David Krisiloff

and

Scott Coull

Structure and Semantics-Aware Malware Classification with Vision Transformers (pdf, video)

Research on static malware classifiers has generally explored two extremes: (i) hand-crafted features painstakingly created by experts and (ii) deep learning architectures that operate directly on the raw-byte representation of the binary. Broadly speaking, byte-based approaches have struggled to achieve the performance of traditional machine learning models leveraging expert features despite extensive exploration of architectures and training regimes.
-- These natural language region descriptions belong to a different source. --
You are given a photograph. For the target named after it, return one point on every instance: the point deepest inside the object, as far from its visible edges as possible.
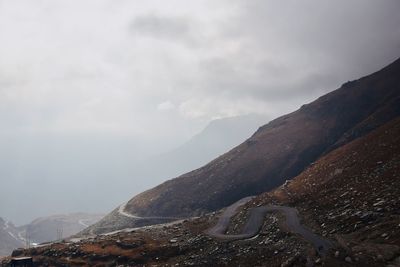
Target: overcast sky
(158, 68)
(159, 71)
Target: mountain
(277, 152)
(349, 197)
(43, 229)
(219, 136)
(54, 227)
(9, 238)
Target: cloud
(165, 106)
(106, 67)
(170, 28)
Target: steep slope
(216, 138)
(278, 151)
(43, 229)
(350, 196)
(9, 239)
(54, 227)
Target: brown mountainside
(281, 149)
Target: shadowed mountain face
(9, 238)
(216, 138)
(279, 150)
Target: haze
(90, 89)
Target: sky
(139, 77)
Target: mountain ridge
(279, 150)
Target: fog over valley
(102, 99)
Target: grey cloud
(161, 27)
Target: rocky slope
(277, 152)
(9, 238)
(43, 229)
(350, 196)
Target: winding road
(123, 212)
(256, 220)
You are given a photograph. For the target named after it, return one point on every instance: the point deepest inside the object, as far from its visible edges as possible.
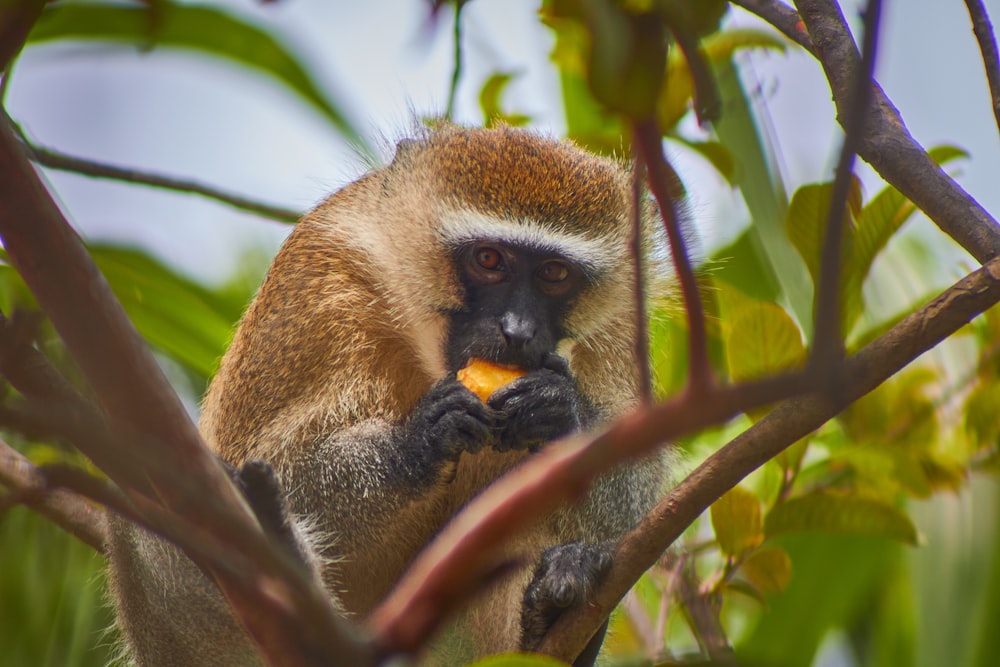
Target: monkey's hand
(538, 407)
(260, 486)
(448, 420)
(564, 577)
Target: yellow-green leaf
(769, 569)
(736, 519)
(760, 339)
(519, 660)
(833, 513)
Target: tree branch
(67, 510)
(983, 30)
(667, 189)
(63, 162)
(794, 419)
(291, 620)
(828, 345)
(639, 286)
(782, 17)
(886, 145)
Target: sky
(178, 114)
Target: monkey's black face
(515, 300)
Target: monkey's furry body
(472, 243)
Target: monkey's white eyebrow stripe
(592, 255)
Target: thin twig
(67, 510)
(456, 72)
(639, 287)
(790, 421)
(887, 144)
(137, 399)
(983, 30)
(828, 345)
(667, 188)
(63, 162)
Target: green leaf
(805, 225)
(736, 520)
(742, 266)
(982, 415)
(885, 214)
(489, 101)
(716, 154)
(174, 314)
(762, 189)
(832, 588)
(831, 513)
(760, 339)
(769, 569)
(204, 30)
(718, 48)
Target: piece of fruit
(483, 377)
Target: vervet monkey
(493, 244)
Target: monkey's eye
(553, 271)
(489, 258)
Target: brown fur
(347, 333)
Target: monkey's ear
(404, 148)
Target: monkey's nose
(517, 330)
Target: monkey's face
(515, 301)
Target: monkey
(497, 244)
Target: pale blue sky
(177, 114)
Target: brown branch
(137, 400)
(67, 510)
(639, 287)
(828, 343)
(983, 30)
(782, 17)
(63, 162)
(667, 189)
(887, 145)
(794, 419)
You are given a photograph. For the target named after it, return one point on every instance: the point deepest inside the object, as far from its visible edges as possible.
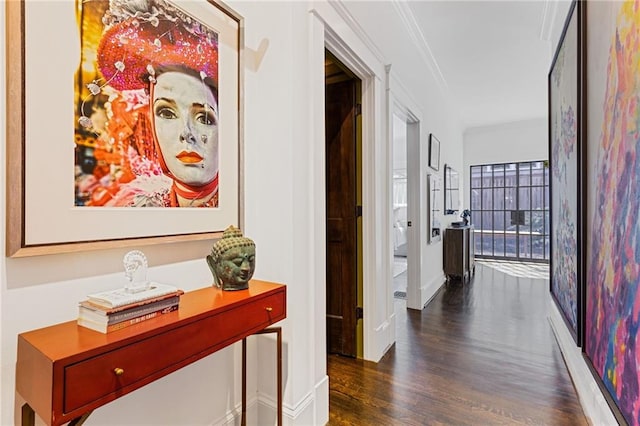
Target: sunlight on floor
(518, 269)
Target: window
(510, 210)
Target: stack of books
(117, 309)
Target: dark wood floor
(479, 354)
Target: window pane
(524, 170)
(498, 175)
(510, 199)
(538, 248)
(498, 241)
(537, 198)
(537, 177)
(546, 222)
(537, 222)
(546, 197)
(487, 177)
(487, 221)
(487, 199)
(525, 246)
(498, 221)
(475, 199)
(510, 244)
(498, 198)
(526, 228)
(476, 177)
(487, 244)
(525, 198)
(510, 175)
(546, 247)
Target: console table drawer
(122, 370)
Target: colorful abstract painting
(563, 147)
(613, 250)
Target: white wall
(504, 143)
(284, 175)
(591, 397)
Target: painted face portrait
(185, 116)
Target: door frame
(378, 330)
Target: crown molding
(420, 41)
(352, 23)
(549, 13)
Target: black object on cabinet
(459, 253)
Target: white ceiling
(493, 56)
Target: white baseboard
(431, 289)
(313, 408)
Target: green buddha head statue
(232, 260)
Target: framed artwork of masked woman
(134, 136)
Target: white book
(121, 297)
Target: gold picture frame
(42, 216)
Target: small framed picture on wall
(434, 152)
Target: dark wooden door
(340, 123)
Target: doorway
(400, 205)
(343, 156)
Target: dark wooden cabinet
(65, 371)
(459, 253)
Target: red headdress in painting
(144, 37)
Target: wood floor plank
(482, 353)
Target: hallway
(479, 354)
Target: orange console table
(65, 371)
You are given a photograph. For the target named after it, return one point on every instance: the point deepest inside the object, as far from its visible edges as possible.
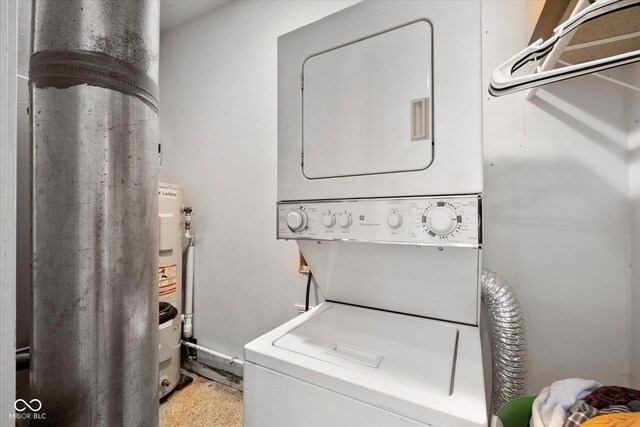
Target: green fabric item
(517, 412)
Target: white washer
(379, 183)
(341, 365)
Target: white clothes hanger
(503, 82)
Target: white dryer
(379, 183)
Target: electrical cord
(306, 301)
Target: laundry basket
(515, 413)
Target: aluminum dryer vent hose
(508, 340)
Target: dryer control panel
(423, 220)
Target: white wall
(556, 189)
(633, 104)
(8, 67)
(557, 213)
(218, 114)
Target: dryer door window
(368, 105)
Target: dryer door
(367, 105)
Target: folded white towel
(551, 405)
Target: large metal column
(93, 77)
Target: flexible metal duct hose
(508, 340)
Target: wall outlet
(299, 309)
(303, 267)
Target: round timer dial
(441, 220)
(297, 220)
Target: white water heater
(170, 203)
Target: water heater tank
(170, 284)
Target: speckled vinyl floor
(202, 403)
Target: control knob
(442, 220)
(344, 220)
(297, 220)
(394, 220)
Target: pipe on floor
(93, 80)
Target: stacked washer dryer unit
(379, 183)
(170, 203)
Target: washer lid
(380, 348)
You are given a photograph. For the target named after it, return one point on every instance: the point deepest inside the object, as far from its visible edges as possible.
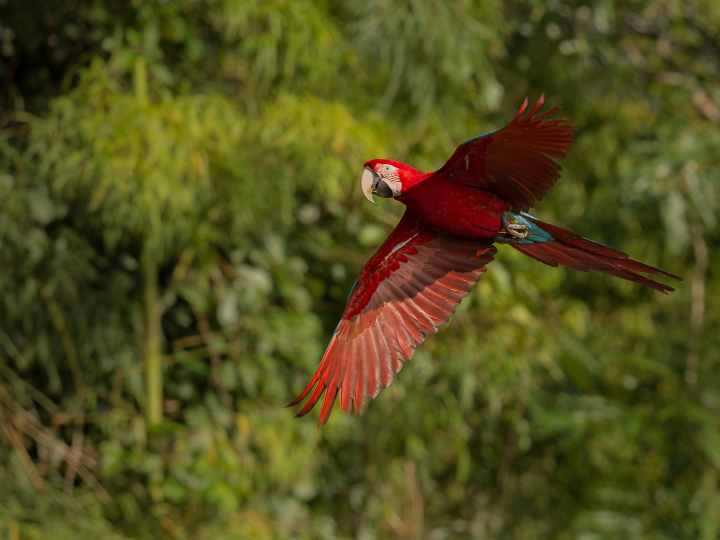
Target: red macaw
(442, 244)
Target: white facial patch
(391, 177)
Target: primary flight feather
(441, 246)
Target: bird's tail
(553, 245)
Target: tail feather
(574, 251)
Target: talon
(514, 230)
(517, 231)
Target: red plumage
(441, 246)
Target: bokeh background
(181, 223)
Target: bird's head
(386, 178)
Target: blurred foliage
(180, 224)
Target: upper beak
(368, 181)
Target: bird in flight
(441, 246)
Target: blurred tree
(181, 223)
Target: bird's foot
(517, 231)
(511, 232)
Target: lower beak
(368, 181)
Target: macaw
(441, 246)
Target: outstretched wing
(514, 162)
(407, 289)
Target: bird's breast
(462, 209)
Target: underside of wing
(408, 289)
(516, 162)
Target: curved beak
(368, 181)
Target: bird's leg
(511, 232)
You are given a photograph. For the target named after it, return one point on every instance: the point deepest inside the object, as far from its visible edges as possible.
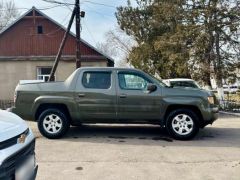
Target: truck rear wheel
(182, 124)
(53, 123)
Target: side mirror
(151, 87)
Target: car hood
(10, 125)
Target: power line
(57, 2)
(101, 4)
(89, 32)
(41, 8)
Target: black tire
(183, 130)
(60, 119)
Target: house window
(40, 30)
(43, 73)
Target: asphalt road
(140, 153)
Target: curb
(230, 113)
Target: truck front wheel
(53, 123)
(182, 124)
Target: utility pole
(77, 14)
(51, 78)
(78, 40)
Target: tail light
(15, 96)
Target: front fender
(69, 102)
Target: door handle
(123, 96)
(81, 95)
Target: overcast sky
(98, 20)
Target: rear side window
(132, 81)
(96, 80)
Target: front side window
(190, 84)
(132, 81)
(96, 80)
(43, 73)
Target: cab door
(135, 103)
(96, 96)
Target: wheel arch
(193, 108)
(45, 106)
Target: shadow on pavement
(151, 135)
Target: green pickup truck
(114, 95)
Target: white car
(182, 82)
(17, 148)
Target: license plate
(26, 170)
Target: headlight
(211, 99)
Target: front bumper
(210, 116)
(14, 161)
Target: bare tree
(117, 45)
(8, 13)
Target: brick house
(28, 48)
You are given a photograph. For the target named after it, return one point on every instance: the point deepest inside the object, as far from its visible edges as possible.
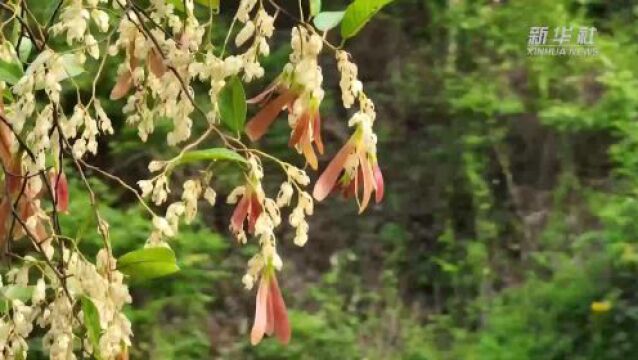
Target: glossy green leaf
(13, 292)
(358, 14)
(212, 154)
(232, 104)
(43, 10)
(328, 19)
(315, 7)
(92, 323)
(148, 263)
(72, 67)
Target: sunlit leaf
(232, 104)
(328, 19)
(213, 154)
(25, 48)
(72, 67)
(358, 14)
(148, 263)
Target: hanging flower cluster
(165, 59)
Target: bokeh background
(509, 225)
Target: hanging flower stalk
(166, 58)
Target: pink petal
(239, 215)
(282, 325)
(254, 211)
(259, 326)
(379, 186)
(61, 188)
(327, 180)
(316, 132)
(259, 124)
(5, 210)
(5, 143)
(270, 316)
(368, 181)
(301, 127)
(308, 151)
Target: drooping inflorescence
(166, 61)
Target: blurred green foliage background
(509, 226)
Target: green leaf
(327, 20)
(148, 263)
(315, 7)
(25, 48)
(10, 72)
(212, 154)
(13, 292)
(72, 67)
(232, 104)
(358, 14)
(92, 323)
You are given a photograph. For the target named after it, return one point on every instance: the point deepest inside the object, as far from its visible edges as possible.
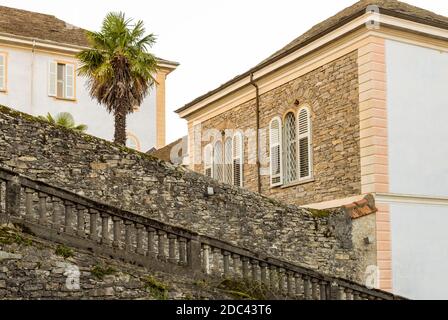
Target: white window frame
(272, 145)
(69, 78)
(236, 157)
(4, 74)
(310, 144)
(218, 161)
(208, 165)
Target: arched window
(218, 171)
(208, 161)
(290, 148)
(275, 147)
(237, 157)
(228, 161)
(304, 138)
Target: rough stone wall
(144, 185)
(331, 92)
(31, 268)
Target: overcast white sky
(214, 40)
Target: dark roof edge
(312, 39)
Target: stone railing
(64, 217)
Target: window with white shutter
(61, 80)
(208, 160)
(237, 157)
(52, 78)
(290, 148)
(304, 138)
(218, 161)
(3, 68)
(69, 81)
(228, 161)
(275, 147)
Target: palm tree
(65, 120)
(119, 67)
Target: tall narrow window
(290, 148)
(61, 83)
(218, 171)
(208, 161)
(228, 161)
(304, 144)
(2, 72)
(275, 143)
(237, 157)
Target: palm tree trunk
(120, 126)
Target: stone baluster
(68, 217)
(81, 221)
(161, 251)
(172, 248)
(273, 277)
(93, 225)
(128, 236)
(323, 290)
(105, 239)
(236, 265)
(307, 287)
(140, 249)
(255, 265)
(206, 259)
(298, 281)
(117, 232)
(29, 204)
(314, 286)
(245, 266)
(226, 262)
(263, 273)
(281, 280)
(182, 251)
(348, 294)
(56, 218)
(289, 283)
(42, 208)
(340, 293)
(151, 253)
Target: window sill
(65, 99)
(297, 183)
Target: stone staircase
(63, 217)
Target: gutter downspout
(257, 145)
(32, 77)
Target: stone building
(38, 76)
(355, 106)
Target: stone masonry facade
(142, 184)
(331, 92)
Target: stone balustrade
(64, 217)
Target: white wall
(32, 97)
(418, 119)
(417, 100)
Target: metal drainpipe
(257, 145)
(32, 77)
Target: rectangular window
(61, 80)
(3, 68)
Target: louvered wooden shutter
(228, 161)
(69, 81)
(304, 144)
(208, 161)
(275, 146)
(218, 162)
(52, 78)
(237, 156)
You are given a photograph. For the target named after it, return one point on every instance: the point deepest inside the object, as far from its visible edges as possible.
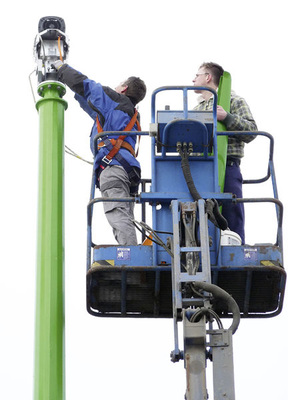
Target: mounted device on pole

In this paper, we suggest that there exists a rich, unexplored continuum of expert knowledge that lies between entirely human-driven features and data-driven representation learning using deep neural networks, which can be leveraged to achieve better trade-offs between architecture flexibility and development costs. Specifically, we consider whether providing the model with explicit structural and semantic hints, at varying degrees of specificity, increases the performance of deep learning-based classifiers. To evaluate the impact of the structural and semantic information, we consider three distinct Windows PE malware datasets, ranging from 800K samples (i.e., EMBER) to a full production-grade malware dataset containing more than 100M unique samples. The results of our analysis indicate that incorporating lightweight structural information, such as PE file sections, directly into the architecture allows deep learning-based models to match the performance of traditional malware classifiers for the first time -- achieving performance equivalent to a commercial malware classifier deployed to millions of endpoints. Our evaluation further analyzes the impact of semantic information, such as parsing errors, training set size, and robustness to adversarial evasion, revealing novel insights into the value of integrating expert knowledge into the architecture of deep learning systems.